(HOST) This winter, commentator Bill Mares has been working on a family history, a project that has taught him a lot about both his family – and the craft of writing.
(MARES) In the last few months my older brother and I have been assembling our family history. We’ve both sailed past the age of 70 with only minor cuts and abrasions. But our father died on his 73rd birthday. And our other brother died at 18. So, the candle of mortality cast its guttering light on this project.
In family history, as in all writing, we discovered there are only three questions: Who’s your audience? What to put in? And what to take out?
Since we didn’t plan to publish our history, we only needed to please ourselves, as well as our children, grandchildren, cousins, their cousins… well, you get the idea.

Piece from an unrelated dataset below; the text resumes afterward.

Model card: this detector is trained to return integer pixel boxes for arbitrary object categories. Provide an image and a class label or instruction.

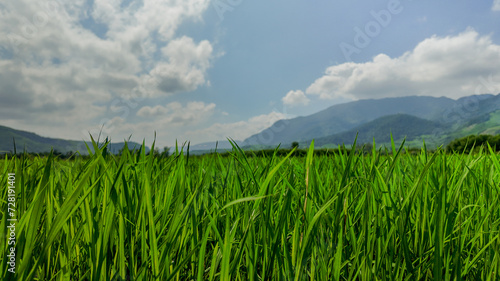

So what did we include? The writer Russell Baker said the autobiographer – or family historian – knows too much, that is the whole iceberg, not just the tip. First we reviewed what we knew – like the stories passed down for years at the family dinner table; and then what we had – like family letters; and finally how much research we wanted to do – while keeping in mind that information inevitably varies with generations. Some are replete with records – others are as uninformative as gravestones.
We had waited too long to interview our parents or grandparents – a wonderful resource if you still have them – so we turned to our cousins, who see family events from a different vantage point. Some stories didn’t need much context; others demanded it. We gathered a wealth of anecdotes, travel stories and family memories. And then we selected the bits that interested us most and could perhaps show something of why we are who we are.
We’ve been lucky in the written record. Our father’s brother wrote a 30-page history of their family’s emigrant story. Our mother made a similar record of her early life and ancestors.
Then, finally, it was time to tell the stories of our own lives. Here withered grass turned into lush weeds and vivid flowers – and we were drowning in material. Choosing what to include was much tougher.
So we tried to decide what we would tell a best friend if we were trading stories. And we took a longer view, shifting our audience from children to grandchildren and beyond – trying not to get bogged down in too much detail, and being as concrete as possible.
We added the honey and vinegar of a few successes and a few failures. And we tried to find the right tone between a tinny false-modesty and brassy bragging.
It was fun to do. And we got to decide how much to smudge our own page of history. Some family stories are mostly myth anyway, an accounting of things that never really were but will always be. The result is a treasure hunt of part memory, part research. But it’s not quite a memoir, which requires much more labor, and genuine creation. Indeed, the title of William Zinsser’s revealing collection of essays about the memoir as a literary form is Inventing the Truth.